Der letzte Filmauftritt der Diva ließ sie als Baroness von Semering dicht an Bowie vorbeirauschen; vom Melodram "Schöner Gigolo, armer Gigolo" (1978) in der zerfahrenen Regie des arg unausgeglichenen Talents David Hemmings' wird wenig mehr bleiben als die Erinnerung an dieses Zusammentreffen im Rahmen einer geballten Leistungsschau verschiedener Möglichkeiten, erotische Attraktivität quer durchs Sortiment der für Männer und Frauen im letzten Drittel des ersten Kinojahrhunderts vom Film bereits erprobten Modelle von Maskulinität und Femininität zu verkörpern (Kim Novak, Curd Jürgens, Sydne Rome, Maria Schell: Es ist wirklich ein Film, in dem man lieber blättern will wie in einem Modekatalog, als dass man sich davon was erzählen ließe).

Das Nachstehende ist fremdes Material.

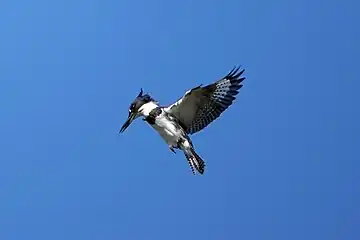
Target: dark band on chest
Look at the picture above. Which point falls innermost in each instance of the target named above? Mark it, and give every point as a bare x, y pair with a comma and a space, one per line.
153, 115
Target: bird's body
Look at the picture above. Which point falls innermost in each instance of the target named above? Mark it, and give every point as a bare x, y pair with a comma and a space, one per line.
190, 114
162, 122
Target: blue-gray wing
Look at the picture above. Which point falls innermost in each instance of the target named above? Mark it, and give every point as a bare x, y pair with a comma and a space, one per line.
202, 105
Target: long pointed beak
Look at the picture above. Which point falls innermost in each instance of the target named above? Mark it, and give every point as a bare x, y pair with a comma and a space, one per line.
128, 122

Vor fünfundzwanzig Jahren ist Marlene Dietrich gestorben, und während die letzten Freud-Gläubigen in kulturwissenschaftlichen Seminaren erforschen, ob es wohl Dietrichs Hang zur Zigarette mit und ohne Spitze war, der die Gendertraditionalisten an ihr zurzeit ihres größten Ruhmes so beunruhigte, weil die Kippe sie zum Inbegriff der bedrohlich phallischen Frau machte, versucht sich die studierte Psychologin, Kunst- und Musikwissenschaftlerin Eva Gesine Baur in einer neuen Biographie namens "Einsame Klasse: Das Leben der Marlene Dietrich" an der noch schwierigeren seelenkundlichen Aufgabe, die Einsamkeit einer Vielgeliebten, die Isolation einer Weltläufigen, die Vielseitigkeit und Mehrdeutigkeit einer in jeder Geste und mit jedem Satz Unmissverständlichen zu verstehen.

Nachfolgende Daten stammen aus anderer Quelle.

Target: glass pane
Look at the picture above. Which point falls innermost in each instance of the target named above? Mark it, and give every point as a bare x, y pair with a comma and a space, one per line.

Die schwierigen Beziehungen zum Herkunftsland, zum eigenen Kind, zu Gott und der Welt werden referiert und erläutert; wundern sollte man sich aber nicht, dass das weder scheue noch schamhafte, aber auch nie platt freizügige Wunderwesen Dietrich sich dabei allen Einfühlungsverfahren der sympathisierenden Lebensbeschreibung eben doch nicht weiter öffnet, als zu erwarten war - gerade so weit, dass man wieder einmal daran erinnert wird, dass der Weltgeist sich einen seiner Scherze erlaubt hat, indem er dieser Frau einerseits gestattete, das Wort "Weltstar" mit einer passenden Laufbahnkurve zu illustrieren, andererseits aber diesen Beitrag zur Weltkultur (und zur Weltkulturindustrie), deren Wirklichkeit im zwanzigsten Jahrhundert Goethes Ahnung von der "Weltliteratur" mit technischen Mitteln universalisierte, in eine Zeit fallen ließ, in der hier eine blutprovinzialistische Ideologie wütete, der sich diese große Deutsche natürlich nicht zur Verfügung stellen wollte. Gegen alle, die von folgender Schande nichts mehr hören wollen, ist darauf zu bestehen: Das Land darf sich nach Kräften weiterschämen, bis hier wieder Kulturfaktoren von Marlene Dietrichs Format möglich sind. Und das wird dauern.
DIETMAR DATH
Eva Gesine Baur:
"Einsame Klasse".
Das Leben der Marlene Dietrich.
Verlag C.H. Beck, München 2017. 576 S., Abb., geb., 24,95 [Euro].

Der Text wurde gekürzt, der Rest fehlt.